AVC: How do you feel when you see these young people, for whom singing is their whole lives, growing up in a world and industry where Auto-Tune has become the norm?
BF: There has been an almost unfair bar set for tuning and pitch tolerance. If you listen to a record from the 1960s, the piano is a little out of tune, the bass is a little out of tune, so the singer has this wide range of acceptable pitch. People today are used to hearing everything perfectly in tune—which isn’t even really perfectly in tune, it’s called even-tempered tuning. But people are so attuned to that theory, because that’s what the computer says. The challenge of the TV show is these groups have to be good enough to surmount that. It’s a sign of the times.
AVC: You were recently up for something called the People’s Choice Fave Web Celeb award. Is stuff like that gratifying?
BF: I guess what that means is that my presence on the Internet is equal to or greater than my presence in the mainstream of pop culture. If I were invisible in the mainstream, I wouldn’t be up for it, because I wouldn’t be considered celebrity, so it’s a little of both. I feel fairly fluent in the way that I’m represented in both worlds. A lot of times that’s just luck, because I have an audience that’s ahead of most people in the realm of computers. When Whatever came out, I was signing just as many burned CDs as store-bought CDs. In 2001, that was early to be that far ahead. My friend Josh Groban’s audience is mostly people who still don’t know how to download. His audience still buys CDs, which is cool.
AVC: You never felt like burning CDs was stealing?

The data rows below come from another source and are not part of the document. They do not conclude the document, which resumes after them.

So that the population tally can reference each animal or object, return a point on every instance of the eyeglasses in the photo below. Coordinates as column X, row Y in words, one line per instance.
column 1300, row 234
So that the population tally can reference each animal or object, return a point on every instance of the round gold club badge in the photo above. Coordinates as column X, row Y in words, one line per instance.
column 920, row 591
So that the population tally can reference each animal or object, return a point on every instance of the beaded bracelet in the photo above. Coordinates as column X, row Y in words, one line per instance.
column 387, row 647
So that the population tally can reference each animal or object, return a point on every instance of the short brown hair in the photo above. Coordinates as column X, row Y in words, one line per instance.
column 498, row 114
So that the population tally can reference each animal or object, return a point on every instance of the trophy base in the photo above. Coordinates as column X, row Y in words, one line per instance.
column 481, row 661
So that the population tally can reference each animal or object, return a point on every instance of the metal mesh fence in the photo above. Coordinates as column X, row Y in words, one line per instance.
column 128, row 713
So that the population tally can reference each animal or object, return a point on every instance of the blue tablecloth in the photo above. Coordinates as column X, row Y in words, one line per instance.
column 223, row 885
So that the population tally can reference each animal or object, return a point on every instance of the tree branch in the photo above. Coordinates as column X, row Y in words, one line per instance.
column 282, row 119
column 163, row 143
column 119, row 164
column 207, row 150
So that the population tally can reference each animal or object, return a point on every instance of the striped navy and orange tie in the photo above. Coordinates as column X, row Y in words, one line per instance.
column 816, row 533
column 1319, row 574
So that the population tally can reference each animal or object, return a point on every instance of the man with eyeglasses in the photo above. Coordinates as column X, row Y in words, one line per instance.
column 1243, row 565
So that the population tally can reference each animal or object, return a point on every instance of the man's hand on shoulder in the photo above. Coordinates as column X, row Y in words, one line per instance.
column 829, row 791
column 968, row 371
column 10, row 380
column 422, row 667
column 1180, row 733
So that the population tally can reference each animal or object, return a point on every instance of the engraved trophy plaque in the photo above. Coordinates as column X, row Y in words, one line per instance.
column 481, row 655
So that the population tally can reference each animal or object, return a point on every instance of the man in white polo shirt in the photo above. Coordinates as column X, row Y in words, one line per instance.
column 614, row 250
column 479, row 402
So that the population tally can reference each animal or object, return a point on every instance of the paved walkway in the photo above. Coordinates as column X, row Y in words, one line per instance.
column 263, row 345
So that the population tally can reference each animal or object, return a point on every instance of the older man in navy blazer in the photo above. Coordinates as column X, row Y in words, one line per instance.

BF: Yeah, I’ve always been fine with it; I let people know that right up front. I feel bad for record companies now. No matter what kind of karma they had coming to them, I still feel bad about how they have to scrap to make a living, and how many of my friends have been laid off. […] It’s not a pretty place. But having said that, I also know how much I made from royalties from record sales alone. It’s not very much. Most artists would be surprised at how much money they make from selling records. So the question becomes “Hundreds of thousands of people will listen to your music, but they’ll be stealing it from your record company,” and you say, “Well, what does that mean to me?” Nothing. Really, nothing. That aspect of my business didn’t make that much, so I don’t care. Metallica said that they care, and maybe they were making more off of record sales, I don’t know. But all those artists who signed those petitions to stop people from stealing their music, well, maybe they should have checked to see how much they were making from royalties first. But it doesn’t bother me, I’d rather have the hundreds of thousands of people hear my music. [Laughs.] To me, having a record company is the way you look famous and important, to let people know that you’re sanctioned by “the man,” and when you go play gigs, it’s like “as seen on TV,” that kind of thing. But I know that stealing music has been bad for people, I’m not going to say I’m happy for it, but it’s not a bad thing for music. It’s a bad thing for the music industry. And those two things are different.